Positive Mental Health with Infertility

There are ways to maintain good mental health and come to a positive resolution about childree living or taking another step, according to Martin.

"I think there is a big difference in passively making this choice vs. consciously making this decision [to remain childfree]," Martin explains. "Passively means you never really own the decision. You may [assign] blame — 'nothing worked, we ran out of money, my spouse didn't want to do anything else, I'm a failure, I can't do it'— [or have a] healthy perception, such as 'we dedicated all we felt we could, financially, emotionally, etc., and have decided to stop our treatment, our choices, our pursuit of parenthood.'"

Even if an external factor is the reason you do not end of up with a child, Martin says there is a need to own the choice to stop your pursuit of family-building. "If a couple just sort of gets to the end of their treatments, doesn't consider anything else such as adoption or third-party pregnancy, they very well may be making a passive choice that later they will regret," Martin says.

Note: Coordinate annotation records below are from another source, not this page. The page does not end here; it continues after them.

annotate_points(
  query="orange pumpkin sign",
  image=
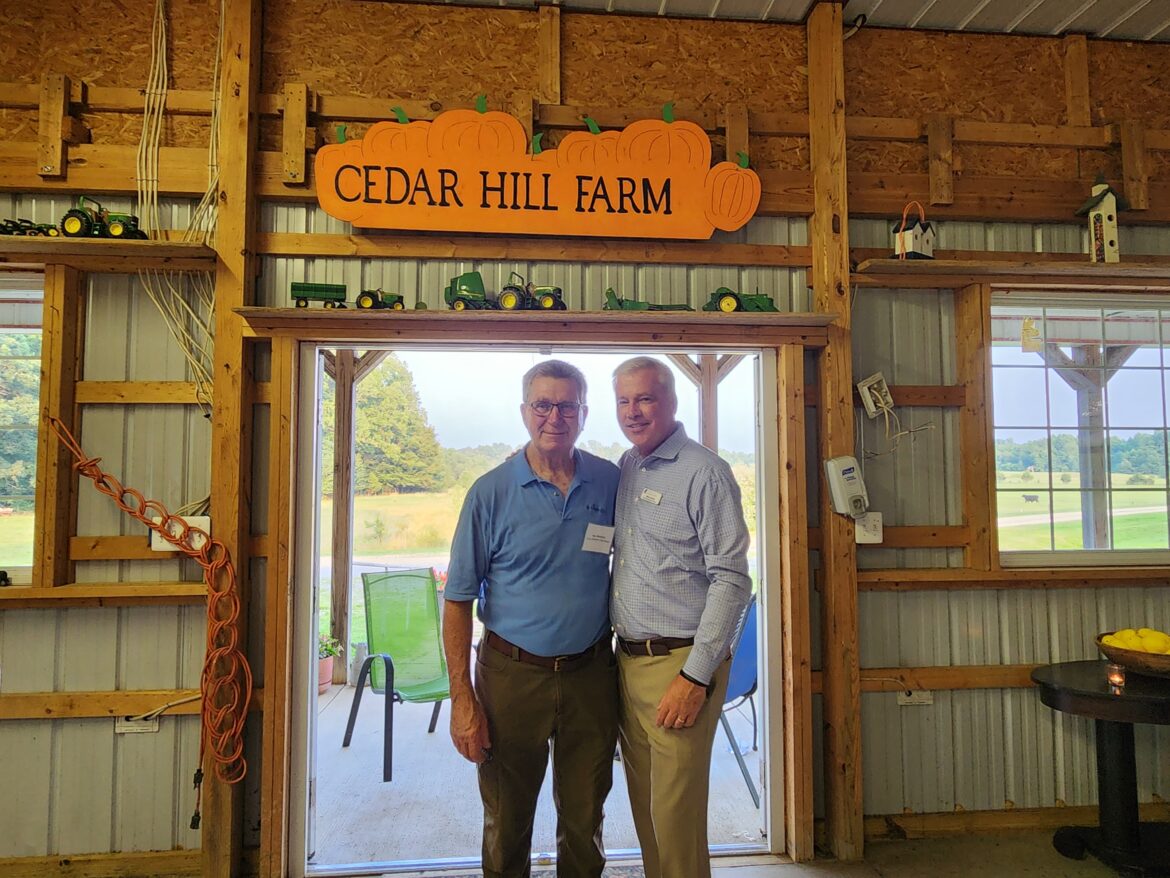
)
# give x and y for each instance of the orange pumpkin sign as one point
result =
(473, 171)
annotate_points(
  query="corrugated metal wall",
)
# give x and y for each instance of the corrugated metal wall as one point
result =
(81, 787)
(984, 748)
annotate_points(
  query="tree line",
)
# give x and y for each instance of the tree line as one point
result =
(1141, 453)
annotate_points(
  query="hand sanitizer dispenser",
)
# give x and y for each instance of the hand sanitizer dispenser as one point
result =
(846, 488)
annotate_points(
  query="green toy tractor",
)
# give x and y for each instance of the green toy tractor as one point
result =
(370, 299)
(467, 293)
(727, 301)
(614, 303)
(90, 219)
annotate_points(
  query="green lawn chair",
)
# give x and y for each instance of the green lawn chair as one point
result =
(406, 656)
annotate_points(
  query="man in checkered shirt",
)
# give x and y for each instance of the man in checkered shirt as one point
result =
(680, 588)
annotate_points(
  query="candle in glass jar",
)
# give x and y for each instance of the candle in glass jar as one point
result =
(1115, 674)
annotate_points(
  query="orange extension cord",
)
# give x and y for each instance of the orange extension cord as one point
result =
(226, 680)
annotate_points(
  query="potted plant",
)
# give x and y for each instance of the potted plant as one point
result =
(327, 649)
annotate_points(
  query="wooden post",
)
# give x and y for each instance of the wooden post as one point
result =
(294, 130)
(345, 398)
(972, 352)
(735, 131)
(234, 279)
(798, 733)
(549, 61)
(61, 342)
(1076, 80)
(941, 148)
(277, 614)
(50, 155)
(831, 290)
(1135, 165)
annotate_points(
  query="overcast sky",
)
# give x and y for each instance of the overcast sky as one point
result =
(473, 397)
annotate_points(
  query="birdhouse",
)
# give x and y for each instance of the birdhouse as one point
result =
(914, 239)
(1101, 210)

To maintain a positive mental outlook during infertility treatment and afterward, Martin suggests:

  • Have clarity about what you will and will not do, what you can and cannot do and how you and your partner see these crossroads. If you see them as a personal failure, you are more likely to have regret and a diminished sense of self, continued envy at parents and stay stuck in your grief, which can lead to both mental and physical illness. If you understand that you did all you are able and/or willing to do, that you worked very hard for a goal and that you are able to say you tried your best, but it is time to move on, you are less likely to blame yourself and more likely to begin the grieving process for the life you assumed you would have when you began pursuing parenthood.
  • Understand that this decision is one that requires grieving. You will be surprised that after all of your work you are not where you wanted to be, as well as angry, sad and shocked. Eventually, however, you will gain an understanding that you worked very hard, that you did your best and that your life can be shaped into something that brings you joy and satisfaction, even if it isn't they way you anticipated.
  • Re-think your life. It is time to think out of the box. If you chose a house in a neighborhood for a back yard to play in for kids, perhaps you need to consider how you want to live if you do not have kids. "Perhaps a small place in the city is more your speed," Martin says. "Perhaps a career change will be in order. Perhaps getting involved with a cause and sharing of yourself will bring healing and your next step. Any time we reach out and help others, we lessen our focus on self — in doing this, we give our minds a break from a mental barrage of negative thoughts and depression."

The Danish study may add an important component to the counseling aspect for experiencing and being treated for infertility. "I think it can assist mental health practitioners by creating awareness that as people come to the end of their parenthood choices, they must celebrate their effort and strength," Martin says. "Remind them that everything we want we do not get, but that trying for it is critical in moving to another step in life."